Es así como esta obra, estrenada el pasado jueves en el Teatro Español, destapa tras el telón una piscina abandonada donde todas esas ilusiones, ese idealismo había sido arrasado por el agua hasta dejar un poco-mucho de nada, de absoluta nada.
El texto se construye a través de monólogos paralelos, las vivencias de las dos protagonistas, esclavas sexuales de una sociedad mercantilista que siempre regresa a ese concepto con tara con el que, aún hoy, seguimos cargando: el de “segundo sexo”, el de sexo débil.
Separadas por 175 años de diferencia, cada una con las cargas propias de su época, Tillie es una colona victoriana que a finales del siglo XIX acepta un trato: un pasaje gratis de la East India Company para casarse con un oficial del ejército británico desplegado entre Oriente Próximo y la India.
Por su parte, Samira, más de siglo y medio después, acepta el pasaje que el Estado Islámico regala a jóvenes mujeres británicas rumbo al Califato para convertirse, sin saberlo, en cómplices de una mentira.
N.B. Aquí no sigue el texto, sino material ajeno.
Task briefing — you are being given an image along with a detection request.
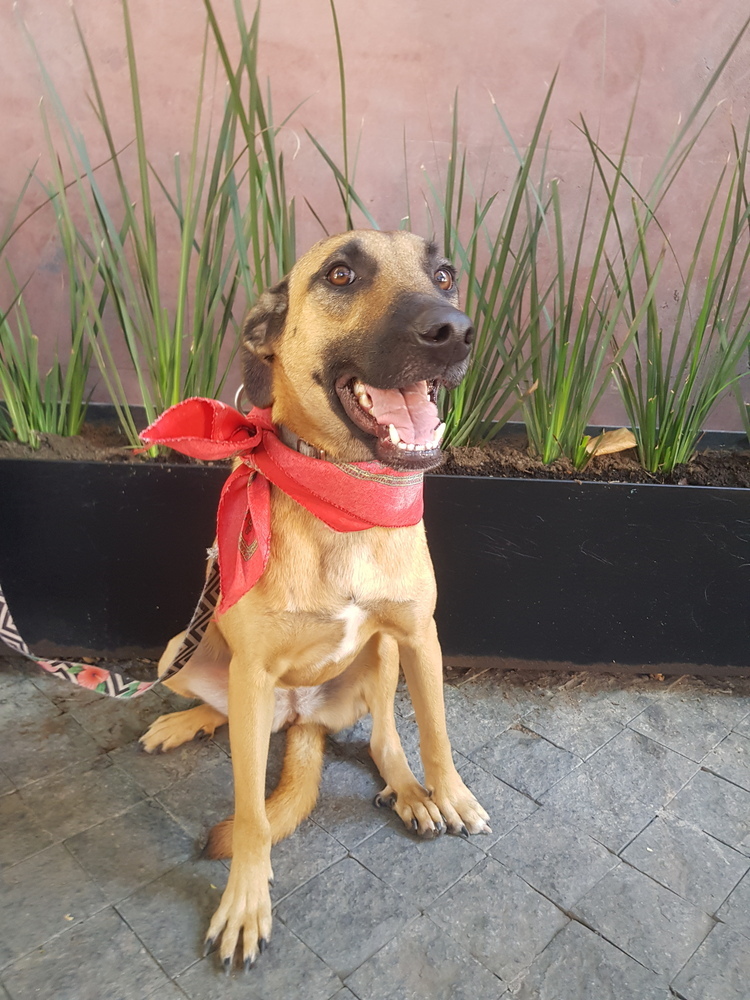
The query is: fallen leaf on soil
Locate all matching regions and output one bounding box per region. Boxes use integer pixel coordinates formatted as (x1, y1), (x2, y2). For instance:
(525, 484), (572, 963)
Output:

Su vida pasa a verse a través de un velo, su mundo es lo que les deja ver la rendija estrecha que destapa sus ojos.
A ciegas, su paraíso o su ipswich se les cae encima a ambas y les descubre un sistema que las ha convertido en prostitutas, sirvientas, esposas maltratadas, víctimas de hoy y de ayer de dos imperios muy distintos en apariencia, pero que pecan de los mismos abusos.
“Parece que los hombres pueden retorcer las leyes como les convenga, pero para nosotras esa ley es rígida”, dice Tillie en esa piscina llena de lamentos. A brochazos, la esposa diligente, “una señora guardiana de la virtud”, lucha en un territorio plagado de hombres que consigue sacarlas de sí mismas y mostrarlas enfrascadas en una guerra perpetua para lograr recuperar su propia libertad.
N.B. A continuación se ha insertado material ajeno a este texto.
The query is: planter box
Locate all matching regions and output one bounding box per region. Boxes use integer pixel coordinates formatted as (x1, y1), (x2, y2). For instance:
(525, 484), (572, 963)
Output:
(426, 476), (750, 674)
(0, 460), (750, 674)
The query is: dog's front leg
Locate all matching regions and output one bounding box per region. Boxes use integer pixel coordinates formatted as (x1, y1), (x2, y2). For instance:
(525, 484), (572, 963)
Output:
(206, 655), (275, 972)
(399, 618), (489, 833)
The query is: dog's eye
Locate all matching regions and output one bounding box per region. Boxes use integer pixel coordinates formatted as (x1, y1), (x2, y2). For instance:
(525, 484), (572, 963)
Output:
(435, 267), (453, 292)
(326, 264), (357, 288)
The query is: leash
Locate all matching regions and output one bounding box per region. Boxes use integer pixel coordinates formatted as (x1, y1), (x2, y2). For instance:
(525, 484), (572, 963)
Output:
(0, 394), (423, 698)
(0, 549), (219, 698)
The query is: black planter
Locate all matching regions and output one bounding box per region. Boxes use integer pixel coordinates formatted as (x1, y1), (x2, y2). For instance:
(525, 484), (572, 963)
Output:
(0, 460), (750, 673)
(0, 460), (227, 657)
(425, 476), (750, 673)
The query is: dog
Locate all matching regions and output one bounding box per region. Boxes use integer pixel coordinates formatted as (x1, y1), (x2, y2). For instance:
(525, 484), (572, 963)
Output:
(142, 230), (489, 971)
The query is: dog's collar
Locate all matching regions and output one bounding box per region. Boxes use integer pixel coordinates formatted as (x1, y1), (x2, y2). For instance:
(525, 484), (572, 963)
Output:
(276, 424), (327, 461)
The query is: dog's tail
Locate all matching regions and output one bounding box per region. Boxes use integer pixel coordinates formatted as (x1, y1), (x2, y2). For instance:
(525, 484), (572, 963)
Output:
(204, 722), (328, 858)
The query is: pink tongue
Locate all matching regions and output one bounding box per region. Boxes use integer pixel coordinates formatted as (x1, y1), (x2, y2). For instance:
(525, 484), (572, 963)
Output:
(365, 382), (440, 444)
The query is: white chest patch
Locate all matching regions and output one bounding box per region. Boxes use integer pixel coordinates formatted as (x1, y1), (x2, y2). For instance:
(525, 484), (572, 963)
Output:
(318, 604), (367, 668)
Es exquisito el juego de vestuario, el cambio narrativo de las dos actrices reflejo de sus épocas, el momento invisible en el que nadan sobre nada. Nadan en la nada, en un mundo que les arrebató todo para reformularse como unas apóstatas que persiguen recuperar algo de esa esencia que les hizo aceptar el trato por el que cedieron su mundo, ahora reducido a una rendija.
“La palabra es perfecta. La palabra es perfecta pero los oídos de los hombres no lo son”, grita desgarradora Tillie.
Un pulso frente a crueles creencias que por necesidad nos convierten en apóstatas.